Und wie dachte er wohl über sein eigenes Leben? War er damit im Frieden? Hatte er gelebt, was seine Seele zu leben gedachte? Empfindet er dieses stille Glück, wenn er auf sein Leben zurückblickt, weil er darin den Segen erkennt? Fühlt er Dankbarkeit? Oder Reue? Reue über die nicht gelebten Abenteuer, Träume und Sehnsüchte, die ihm seine leise Stimme über die Jahre geflüstert hatte. Reue darüber, dass er so manches Risiko nicht eingegangen ist, obwohl das Herz JA dazu gesagt hätte. Reue auch darüber, für so manche Bereiche des Lebens keine Verantwortung übernommen zu haben, obwohl es einen Ruf der Seele gab.
Wir wissen es nicht. Was wir im Anderen sehen, ist Teil unserer eigenen Wahrnehmung. Ich habe einen Mann gesehen, dessen großes Glück es war, einen Kinderwagen schieben zu dürfen. Im Wissen, dass etwas von seinem Leben in einem anderen Wesen fortleben darf. Ein bisschen natürlicher Stolz lag in der Luft. Freude darüber, dass junges Leben ein Ausdruck von Hoffnung für eine lebenswerte Zukunft sein darf. Und sollte er dennoch etwas in seinem Leben bereuen, so überwiegt vielleicht das Glück, das er über die bewusst gelebte und erlebte Großelternschaft empfindet.

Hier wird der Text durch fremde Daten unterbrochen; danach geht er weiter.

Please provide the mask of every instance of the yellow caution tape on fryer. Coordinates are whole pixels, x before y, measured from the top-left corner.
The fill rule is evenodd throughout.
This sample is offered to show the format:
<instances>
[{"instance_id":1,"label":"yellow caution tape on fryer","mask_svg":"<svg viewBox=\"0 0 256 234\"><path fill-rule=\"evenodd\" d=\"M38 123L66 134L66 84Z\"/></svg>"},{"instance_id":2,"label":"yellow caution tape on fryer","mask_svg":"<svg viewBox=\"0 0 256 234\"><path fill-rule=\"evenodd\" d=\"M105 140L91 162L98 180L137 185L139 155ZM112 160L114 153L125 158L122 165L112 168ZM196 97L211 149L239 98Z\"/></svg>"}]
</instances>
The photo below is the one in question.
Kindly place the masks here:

Wie aber ergeht es dir, wenn du dir dieses Bild vor dein geistiges Auge holst und du dich gedanklich in dein hohes Alter katapultierst? Wofür möchtest du am Ende dankbar sein? Was möchtest du nicht bereut haben? Was möchtest du heute verwirklichen, erleben, tun, worauf du am Ende deiner Tage stolz sein willst. Was hat wirkliche Bedeutung für dich? Wobei geht dein Herz auf? Was bringt deine Augen zum Strahlen? Was macht dich glücklich?

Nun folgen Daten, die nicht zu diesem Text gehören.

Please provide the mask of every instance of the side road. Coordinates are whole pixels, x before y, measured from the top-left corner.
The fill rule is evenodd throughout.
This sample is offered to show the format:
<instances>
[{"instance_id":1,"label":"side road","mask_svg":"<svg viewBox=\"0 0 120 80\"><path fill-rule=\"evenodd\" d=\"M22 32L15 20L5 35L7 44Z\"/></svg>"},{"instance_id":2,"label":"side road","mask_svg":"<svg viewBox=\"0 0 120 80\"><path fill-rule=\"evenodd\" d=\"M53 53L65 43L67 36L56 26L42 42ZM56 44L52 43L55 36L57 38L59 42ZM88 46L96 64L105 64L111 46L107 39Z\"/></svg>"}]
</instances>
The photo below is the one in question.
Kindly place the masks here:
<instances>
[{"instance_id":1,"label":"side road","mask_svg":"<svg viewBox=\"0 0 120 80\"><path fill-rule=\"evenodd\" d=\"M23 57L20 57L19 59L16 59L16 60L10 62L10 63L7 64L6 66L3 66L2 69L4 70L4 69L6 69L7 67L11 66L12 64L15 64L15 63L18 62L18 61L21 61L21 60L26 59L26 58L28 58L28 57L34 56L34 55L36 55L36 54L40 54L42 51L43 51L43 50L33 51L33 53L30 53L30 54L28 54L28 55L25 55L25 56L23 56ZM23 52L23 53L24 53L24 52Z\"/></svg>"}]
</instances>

In solchen Momenten fällt mir immer eines meiner Lieblingszitate von Mark Twain ein:
In 20 Jahren wirst du mehr enttäuscht sein über die Dinge, die du nicht getan hast, als über die Dinge, die du getan hast. Also lichte den Anker, verlass den sicheren Hafen. Lass den Passatwind in die Segel schießen. Erkunde. Träume. Entdecke.